Je venais à peine de
peser sur « publier » quand les alertes de mon téléphone
se sont mises tintinnabuler, toutes en même temps. J'avais regardé
distraitement l'écran sur le coup, juste avant qu'il ne s'éteigne,
pour le rallumer immédiatement, incertaine de ce que je venais d'y
lire. Mais les mots étaient bien-là noirs sur blanc :
« Attentat terroriste à Québec, au moins 6 morts dans une
mosquée ». Je m'étais alors exclamée : « ben
voyons ! »
Bien entendu, j'avais
ouvert la télé illico pour syntoniser une chaîne de nouvelles en
continu et me rendre compte que ce n'était que trop vrai. J'étais
atterrée. L'horreur qui frappait sous nos pas, une tuerie sans nom.

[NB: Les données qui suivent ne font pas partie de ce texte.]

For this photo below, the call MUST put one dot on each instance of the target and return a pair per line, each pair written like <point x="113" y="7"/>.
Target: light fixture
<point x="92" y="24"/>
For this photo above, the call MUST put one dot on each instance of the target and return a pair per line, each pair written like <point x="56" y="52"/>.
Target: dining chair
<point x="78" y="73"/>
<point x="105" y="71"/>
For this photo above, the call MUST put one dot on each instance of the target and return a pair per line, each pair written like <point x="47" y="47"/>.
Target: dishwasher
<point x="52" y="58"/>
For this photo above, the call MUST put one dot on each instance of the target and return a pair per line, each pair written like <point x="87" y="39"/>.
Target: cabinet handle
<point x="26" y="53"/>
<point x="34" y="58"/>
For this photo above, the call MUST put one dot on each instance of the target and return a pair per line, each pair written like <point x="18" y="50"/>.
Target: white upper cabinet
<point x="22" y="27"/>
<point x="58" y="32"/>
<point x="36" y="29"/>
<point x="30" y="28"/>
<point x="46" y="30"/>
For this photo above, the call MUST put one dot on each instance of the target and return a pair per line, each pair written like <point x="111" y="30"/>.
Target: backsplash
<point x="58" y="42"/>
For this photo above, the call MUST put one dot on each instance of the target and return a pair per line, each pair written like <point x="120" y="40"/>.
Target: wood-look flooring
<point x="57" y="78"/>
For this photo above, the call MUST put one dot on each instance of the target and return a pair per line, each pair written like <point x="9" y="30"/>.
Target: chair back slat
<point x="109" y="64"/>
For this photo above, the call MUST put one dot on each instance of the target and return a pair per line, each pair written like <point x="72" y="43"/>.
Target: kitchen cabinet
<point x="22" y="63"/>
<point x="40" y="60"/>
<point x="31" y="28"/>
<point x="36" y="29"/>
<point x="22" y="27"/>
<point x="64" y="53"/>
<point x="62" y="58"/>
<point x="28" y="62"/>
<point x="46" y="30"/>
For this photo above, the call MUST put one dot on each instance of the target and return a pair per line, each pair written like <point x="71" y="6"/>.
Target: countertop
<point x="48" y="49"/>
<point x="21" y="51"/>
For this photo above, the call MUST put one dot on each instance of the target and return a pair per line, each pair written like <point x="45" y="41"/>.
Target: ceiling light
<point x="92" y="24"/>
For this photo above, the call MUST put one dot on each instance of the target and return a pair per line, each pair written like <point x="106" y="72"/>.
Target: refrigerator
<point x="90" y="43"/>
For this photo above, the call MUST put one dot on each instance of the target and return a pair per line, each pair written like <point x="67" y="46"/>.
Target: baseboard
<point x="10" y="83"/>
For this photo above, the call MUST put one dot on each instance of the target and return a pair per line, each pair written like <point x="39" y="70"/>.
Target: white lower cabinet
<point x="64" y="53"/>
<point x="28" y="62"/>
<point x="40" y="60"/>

Encore, tout près. Racisme, islamophobie, un nouveau djihad dans mon
pays ? J'avais été l'appareil rapidement, peu convaincue de
l'exactitude des informations à ce moment parce que tout était
encore trop vif, trop chaud, trop récent.
J'étais allée me
coucher, la tête pleine de trop de choses. Et mes souvenirs me
ramenaient à l'époque de mon militantisme universitaire, lorsque je
parcourais les routes du Québec avec plein de gens mais surtout une
fidèle compagne au nom et au visage indéniablement arabes, mais que
je ne percevais pas autrement que comme mon amie. Une très bonne
amie. Avec laquelle rire était un battement de cœur aussi régulier
que normal.
Quelques années après
ces événements, elle s'était mariée, par amour, et s'était
établie en France. Et puis le11 septembre 2001 avait frappé. Une
foudre immense. À cette époque, nous correspondions encore un peu.
Elle avait écrit une lettre à plusieurs correspondants, très
belle, très intense sur tout le mal-être et le malaise que les
regards portés sur sa personne, parce qu'elle était ce qu'elle
était avec son bagage héréditaire et religieux. Nous avions été
plusieurs à lui répondre qu'elle aurait été moins ostracisée
ici, dans notre province si accueillante et bienveillante. Et nous
nous étions crus.
Évidemment, on se
mentait. À tout le moins, je
me mentais. Je savais bien que l'intolérance n'était pas loin. Pas
nécessairement la mienne, quoique... j'avais et j'ai toujours des
opinions aussi tranchées que tranchantes sur certains sujets. Mon
féminisme, ma manière très teintée par ma culture de percevoir
l'espace que les femmes devraient occuper et surtout de la manière
dont elle devraient l'occuper, en est un exemple.
J'ai
fait des choix, et mes parents avant moi aussi, qui font de moi une
athée. Je ne comprends pas la croyance dans un dieu, quel qu'il
soit. Cependant, je la respecte, depuis toujours. Tant et aussi
longtemps que cela ne mène pas à l'extrémisme. Et l'islam est loin
d'être le seul terreau de ce dernier.
Alors,
bien entendu, je saigne. Je saigne des blessures infligées à cette
chose que je comprends pas par quelqu'un qui partage les mêmes
racines que moi. Et je cherche, de toutes les forces de mon âme,
laquelle de celles-là, je dois prioritairement panser.